Rue89. 4 décembre 2010 par Solenne Durox
Pour nettoyer nos vêtements, la plupart des pressings utilisent un solvant dangereux pour l'homme, le perchloroéthylène, sujet que Rue89 avait mis en lumière en 2007. Un poison qui touche les logements avoisinants, au détriment de la santé de leurs occupants impuissants. Le Haut conseil de la santé publique tire la sonnette d'alarme et recommande de ne plus installer de nouveaux pressings à proximité d'habitations.
Jose-Anne Bernard, 72 ans, est morte le 25 décembre 2009 à Nice. A priori d'une attaque cardiaque. Mais l'autopsie pratiquée sur son corps il y a quelques semaines a révélé un taux très élevé de perchloroéthylène (ou tétrachloroéthylène) dans son sang, ses urines et tous ses organes.
Ce solvant, couramment utilisé pour le nettoyage à sec, est non seulement dangereux pour l'environnement mais également toxique pour l'homme. Il provoque nausées et vertiges, irrite les voies respiratoires, attaque le système nerveux et les reins et peut, dans certains cas, s'avérer mortel.
Le Centre international de recherche sur le cancer (Circ) le classe comme cancérigène probable, « groupe 2A ». Madame Bernard ne travaillait pas dans un pressing. Elle vivait juste au-dessus.
Depuis l'installation du commerce il y a deux ans, son appartement était envahi d'odeurs persistantes. « Quand je suis retournée chez elle pour récupérer des photos pour la cérémonie funéraire, je n'ai pas pu rester tellement ça sentait fort », explique son fils, Frédéric, qui a porté plainte pour empoisonnement. Le parquet d'Aix-en-Provence a ouvert une information judiciaire pour homicide involontaire le 20 août 2010.
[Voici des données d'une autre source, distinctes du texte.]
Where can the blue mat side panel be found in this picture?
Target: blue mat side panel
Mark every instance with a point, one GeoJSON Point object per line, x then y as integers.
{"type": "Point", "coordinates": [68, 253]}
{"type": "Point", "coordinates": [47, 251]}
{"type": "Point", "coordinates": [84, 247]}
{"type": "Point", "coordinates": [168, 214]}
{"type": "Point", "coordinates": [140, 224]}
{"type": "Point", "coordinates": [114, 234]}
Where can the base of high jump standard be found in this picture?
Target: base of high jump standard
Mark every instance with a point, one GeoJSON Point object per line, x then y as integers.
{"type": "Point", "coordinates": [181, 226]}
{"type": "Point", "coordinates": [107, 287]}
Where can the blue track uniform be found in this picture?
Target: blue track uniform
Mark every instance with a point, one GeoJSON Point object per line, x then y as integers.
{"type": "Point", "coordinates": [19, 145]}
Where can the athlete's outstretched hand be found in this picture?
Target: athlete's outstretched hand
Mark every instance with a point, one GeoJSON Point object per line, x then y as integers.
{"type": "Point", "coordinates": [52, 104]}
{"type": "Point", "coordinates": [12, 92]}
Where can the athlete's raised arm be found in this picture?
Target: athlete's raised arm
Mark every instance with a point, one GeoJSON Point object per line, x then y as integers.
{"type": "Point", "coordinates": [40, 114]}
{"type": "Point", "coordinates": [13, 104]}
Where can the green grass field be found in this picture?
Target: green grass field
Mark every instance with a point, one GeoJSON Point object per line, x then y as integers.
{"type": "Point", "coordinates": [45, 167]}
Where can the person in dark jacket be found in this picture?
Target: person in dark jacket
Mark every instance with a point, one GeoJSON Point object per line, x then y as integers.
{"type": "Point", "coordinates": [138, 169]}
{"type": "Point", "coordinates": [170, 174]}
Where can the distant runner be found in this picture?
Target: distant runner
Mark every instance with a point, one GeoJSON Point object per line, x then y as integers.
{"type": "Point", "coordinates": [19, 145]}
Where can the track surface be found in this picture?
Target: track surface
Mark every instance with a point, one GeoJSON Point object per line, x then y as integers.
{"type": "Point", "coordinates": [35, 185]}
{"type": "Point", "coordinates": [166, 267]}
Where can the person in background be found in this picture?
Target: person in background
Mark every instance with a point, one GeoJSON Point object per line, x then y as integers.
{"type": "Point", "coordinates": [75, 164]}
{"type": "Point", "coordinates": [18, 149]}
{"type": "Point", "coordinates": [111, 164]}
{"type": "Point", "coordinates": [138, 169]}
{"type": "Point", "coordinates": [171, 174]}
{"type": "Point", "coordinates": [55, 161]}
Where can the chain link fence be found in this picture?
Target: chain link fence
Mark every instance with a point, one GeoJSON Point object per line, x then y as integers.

Plusieurs habitants de l'immeuble avaient porté plainte il y a quelques mois contre le propriétaire du pressing qui s'était installé sans autorisation. Celui-ci ne respectait pas les normes en vigueur censées protéger les travailleurs et les riverains. Il n'y avait aucune ventilation dans son commerce. Et malgré deux arrêtés préfectoraux de mise en demeure, il a pu poursuivre tranquillement son activité jusqu'en juin 2010.
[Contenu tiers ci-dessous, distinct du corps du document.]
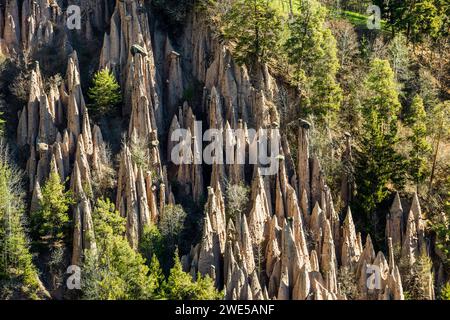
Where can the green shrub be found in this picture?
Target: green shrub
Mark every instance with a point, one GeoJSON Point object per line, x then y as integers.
{"type": "Point", "coordinates": [104, 93]}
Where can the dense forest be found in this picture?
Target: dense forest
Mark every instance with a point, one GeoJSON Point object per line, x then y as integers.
{"type": "Point", "coordinates": [93, 205]}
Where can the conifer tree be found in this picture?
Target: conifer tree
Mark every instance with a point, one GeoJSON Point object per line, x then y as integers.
{"type": "Point", "coordinates": [104, 93]}
{"type": "Point", "coordinates": [378, 163]}
{"type": "Point", "coordinates": [254, 27]}
{"type": "Point", "coordinates": [116, 271]}
{"type": "Point", "coordinates": [18, 275]}
{"type": "Point", "coordinates": [420, 148]}
{"type": "Point", "coordinates": [52, 219]}
{"type": "Point", "coordinates": [181, 286]}
{"type": "Point", "coordinates": [312, 50]}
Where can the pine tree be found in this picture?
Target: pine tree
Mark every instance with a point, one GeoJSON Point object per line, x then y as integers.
{"type": "Point", "coordinates": [18, 275]}
{"type": "Point", "coordinates": [2, 124]}
{"type": "Point", "coordinates": [312, 50]}
{"type": "Point", "coordinates": [420, 148]}
{"type": "Point", "coordinates": [378, 164]}
{"type": "Point", "coordinates": [180, 285]}
{"type": "Point", "coordinates": [51, 221]}
{"type": "Point", "coordinates": [254, 27]}
{"type": "Point", "coordinates": [116, 271]}
{"type": "Point", "coordinates": [104, 93]}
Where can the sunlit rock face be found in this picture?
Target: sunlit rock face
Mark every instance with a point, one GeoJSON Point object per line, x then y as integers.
{"type": "Point", "coordinates": [291, 244]}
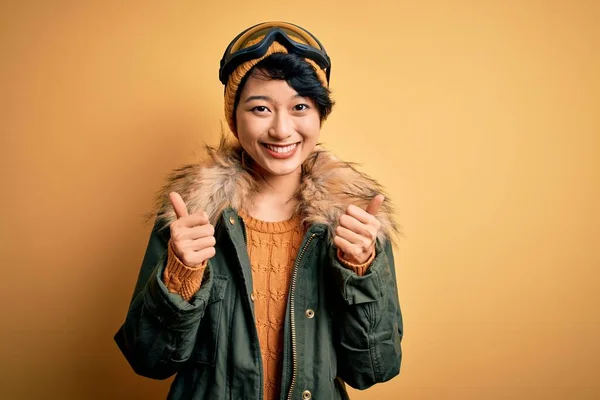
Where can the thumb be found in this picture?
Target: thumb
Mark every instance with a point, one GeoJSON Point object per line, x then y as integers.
{"type": "Point", "coordinates": [178, 205]}
{"type": "Point", "coordinates": [375, 204]}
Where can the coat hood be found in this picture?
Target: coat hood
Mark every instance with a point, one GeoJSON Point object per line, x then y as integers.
{"type": "Point", "coordinates": [328, 186]}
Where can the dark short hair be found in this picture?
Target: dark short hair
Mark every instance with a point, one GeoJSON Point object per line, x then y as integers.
{"type": "Point", "coordinates": [298, 73]}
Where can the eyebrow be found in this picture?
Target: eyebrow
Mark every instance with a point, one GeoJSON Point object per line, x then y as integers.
{"type": "Point", "coordinates": [266, 98]}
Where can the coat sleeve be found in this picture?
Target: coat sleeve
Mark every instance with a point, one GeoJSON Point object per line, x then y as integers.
{"type": "Point", "coordinates": [160, 328]}
{"type": "Point", "coordinates": [369, 321]}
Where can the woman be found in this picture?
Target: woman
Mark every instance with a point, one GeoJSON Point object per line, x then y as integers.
{"type": "Point", "coordinates": [269, 273]}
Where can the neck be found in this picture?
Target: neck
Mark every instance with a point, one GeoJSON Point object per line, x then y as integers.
{"type": "Point", "coordinates": [276, 197]}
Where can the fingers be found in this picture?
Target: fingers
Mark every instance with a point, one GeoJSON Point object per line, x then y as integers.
{"type": "Point", "coordinates": [191, 222]}
{"type": "Point", "coordinates": [202, 243]}
{"type": "Point", "coordinates": [194, 258]}
{"type": "Point", "coordinates": [353, 237]}
{"type": "Point", "coordinates": [367, 229]}
{"type": "Point", "coordinates": [178, 205]}
{"type": "Point", "coordinates": [351, 252]}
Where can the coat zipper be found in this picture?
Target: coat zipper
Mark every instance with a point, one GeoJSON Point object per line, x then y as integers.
{"type": "Point", "coordinates": [292, 318]}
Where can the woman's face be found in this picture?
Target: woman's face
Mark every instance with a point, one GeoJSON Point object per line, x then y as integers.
{"type": "Point", "coordinates": [277, 127]}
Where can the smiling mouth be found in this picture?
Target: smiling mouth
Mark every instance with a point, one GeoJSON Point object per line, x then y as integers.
{"type": "Point", "coordinates": [281, 149]}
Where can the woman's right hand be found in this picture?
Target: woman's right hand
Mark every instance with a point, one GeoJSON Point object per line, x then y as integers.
{"type": "Point", "coordinates": [192, 235]}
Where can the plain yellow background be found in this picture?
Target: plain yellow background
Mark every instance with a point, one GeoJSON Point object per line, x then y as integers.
{"type": "Point", "coordinates": [480, 117]}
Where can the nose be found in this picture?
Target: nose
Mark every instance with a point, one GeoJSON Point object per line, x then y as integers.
{"type": "Point", "coordinates": [282, 126]}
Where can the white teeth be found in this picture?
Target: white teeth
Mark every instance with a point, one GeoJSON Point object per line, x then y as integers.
{"type": "Point", "coordinates": [282, 150]}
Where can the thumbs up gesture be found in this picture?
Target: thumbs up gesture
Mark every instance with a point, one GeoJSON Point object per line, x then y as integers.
{"type": "Point", "coordinates": [192, 235]}
{"type": "Point", "coordinates": [357, 231]}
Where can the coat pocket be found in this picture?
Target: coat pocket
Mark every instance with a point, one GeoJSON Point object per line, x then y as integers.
{"type": "Point", "coordinates": [211, 325]}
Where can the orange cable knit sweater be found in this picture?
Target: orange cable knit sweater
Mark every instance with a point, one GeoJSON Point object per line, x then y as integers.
{"type": "Point", "coordinates": [272, 249]}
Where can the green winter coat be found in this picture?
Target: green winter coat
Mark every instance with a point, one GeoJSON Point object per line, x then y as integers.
{"type": "Point", "coordinates": [339, 327]}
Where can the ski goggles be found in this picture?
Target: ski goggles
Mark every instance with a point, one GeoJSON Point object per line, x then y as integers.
{"type": "Point", "coordinates": [294, 38]}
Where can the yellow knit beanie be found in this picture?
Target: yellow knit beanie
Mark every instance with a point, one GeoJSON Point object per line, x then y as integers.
{"type": "Point", "coordinates": [238, 74]}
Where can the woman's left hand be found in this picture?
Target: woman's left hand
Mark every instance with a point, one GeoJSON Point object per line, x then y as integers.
{"type": "Point", "coordinates": [357, 231]}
« L'administration a laissé mourir une vieille dame en vingt-quatre mois », constate Frédéric, triste et amer. Le cas de madame Bernard n'est pas isolé. Un avis de l'Afsset publié en janvier 2010 révèle que « des concentrations élevées de l'ordre de plusieurs milliers de µg.m-3, ont été mesurées dans des logements situés au-dessus de certains pressings » Il reconnaît qu'« une exposition aiguë, intermédiaire et chronique au tétrachloroéthylène est susceptible d'entraîner des effets néfastes sur la santé ».
Au mois de janvier 2009, à Montrouge, trois enfants qui habitaient au-dessus d'un pressing ont dû être évacués par les pompiers et hospitalisés. Ils souffraient de graves troubles respiratoires.
Respecter la réglementation ne semble pas être une priorité pour de nombreux exploitants de pressing, comme l'a montré l'opération nationale de contrôle menée par l'inspection des installations classées en octobre 2008. Au total, sur 275 installations visitées, seules 86 étaient en conformité. Moins d'un tiers !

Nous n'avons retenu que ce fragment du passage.